Born and raised in SoCal and bled Blue my whole life. Absolutely love baseball and absolutely love the Boys in Blue! I have a fascination with analyzing the statistics and trends that drive player performance, and I love following our minor league prospects as well! Active duty Air Force currently stationed in Central California! Follow me on Twitter @yarritsblake


  1. Can Kershaw get a better contract than he has? Doubtful. I think both he and the Dodgers should avoid the whole question and just sign an extension. If Kershaw wants to pitch somewhere else let him leave with our blessing. But paying him more to grow older, less effective and possibly with a bad back would not be smart( see Albert Pujols).

    1. Sure Kershaw can get a better contract. Wait until he opts out and watch the Yankees come knocking. The Yankees are pretty much the only team that can financially outbid the Dodgers if it turns into a bidding war. Like the Dodgers, the Yankees will also be under the luxury tax threshold this year so they’ll have the money. Plus everyone knows that the Yankees need another starter moving away from CC Sabathia next year. Finally, this Dodgers Front Office has shown time and time again their reluctance to sign any player to a long term, lucrative contract, Zack Greinke for example. This Front Office will set a price point. Kershaw will have to agree to that price or walk. The Front Office wouldn’t blink knowing that they have Walker Buehler and Julio Urias either try to replace Kershaw or put together a blockbuster trade for another Ace.

  2. It would be a hard on to swallow if Kersh left but at 40 per for a soon to be past his prime pitcher? Even though it’s not my money, that is just stupid. I truly hope he stays for what is, in today’s world, reasonable money for a pitcher of his caliber and says no to the other big offers sure to come. That would be a huuuuge gesture to the fans and his stature as one of the best Dodgers would grow by leaps and bounds. Now, if he goes to Texas, he will most likely retire without a ring and if he pulls a Greinke and goes to anyone else due to money, well, my respect for the guy would crumble as I expect would many others. At least Greinke had no attachment to any one team. Seriously though, how much money do you need?

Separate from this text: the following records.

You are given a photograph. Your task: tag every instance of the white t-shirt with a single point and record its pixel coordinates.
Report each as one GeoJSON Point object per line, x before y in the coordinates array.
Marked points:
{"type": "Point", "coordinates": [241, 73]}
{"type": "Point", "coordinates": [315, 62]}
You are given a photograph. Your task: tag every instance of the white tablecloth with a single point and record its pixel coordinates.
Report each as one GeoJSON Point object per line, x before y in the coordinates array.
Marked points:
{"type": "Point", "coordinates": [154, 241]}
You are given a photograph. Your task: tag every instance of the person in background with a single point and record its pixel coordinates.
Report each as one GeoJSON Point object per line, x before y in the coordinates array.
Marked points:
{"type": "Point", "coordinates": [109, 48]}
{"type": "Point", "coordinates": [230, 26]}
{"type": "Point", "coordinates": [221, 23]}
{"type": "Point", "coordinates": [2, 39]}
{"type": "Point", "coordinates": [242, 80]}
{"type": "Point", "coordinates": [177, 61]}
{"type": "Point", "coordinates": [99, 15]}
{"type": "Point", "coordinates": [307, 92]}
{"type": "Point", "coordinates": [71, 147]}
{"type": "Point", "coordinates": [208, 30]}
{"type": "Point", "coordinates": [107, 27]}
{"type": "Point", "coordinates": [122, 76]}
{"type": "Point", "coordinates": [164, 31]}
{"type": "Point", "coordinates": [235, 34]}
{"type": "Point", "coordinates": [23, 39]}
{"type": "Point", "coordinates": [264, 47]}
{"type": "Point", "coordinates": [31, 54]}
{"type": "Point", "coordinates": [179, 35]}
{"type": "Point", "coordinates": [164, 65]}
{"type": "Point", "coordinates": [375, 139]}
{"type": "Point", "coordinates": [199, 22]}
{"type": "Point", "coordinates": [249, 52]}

  3. An extension is the best option right now. But even if he were to opt out, I’d say give him a five year contract, at least. Kershaw, despite his health issues, should have at least three to four more years of sheer dominance. Of course, he’s expected to digress, but Clayton Kershaw is a warrior. He’s one of those Mussina, Clemens, Maddux, Schilling, Randy, Smoltz types. He is not going to let age turn him into a mediocre pitcher because he is one of the greatest competitors who ever lived, and he’ll give it his all to pitch 200 innings each year and keep his team in it, even if he has an ERA in the high 3.00s, low 4.00s. I say start out with at least a five year contract because we pay him what he’s worth for those 3 years or so of Kershaw (at about 35-40 million), and then slowly 25 million and 20 million for the last two years. We give him those last few years in his new contract to show our faith in him, and once that’s done, we resign him to a 10 million contract for his last couple of seasons. Arguably the greatest Dodger to ever put on the blue uniform should stay with this franchise for the remainder of his years, just like Sandy and Jackie. But of course, that’s just sentimentality. A four year contract is what I would realistically give him, still at 40 million, but after that, if Kershaw won’t accept, then good riddance (it pains me to say that, but being weighed down by such a horrible contract is the last thing anyone wants).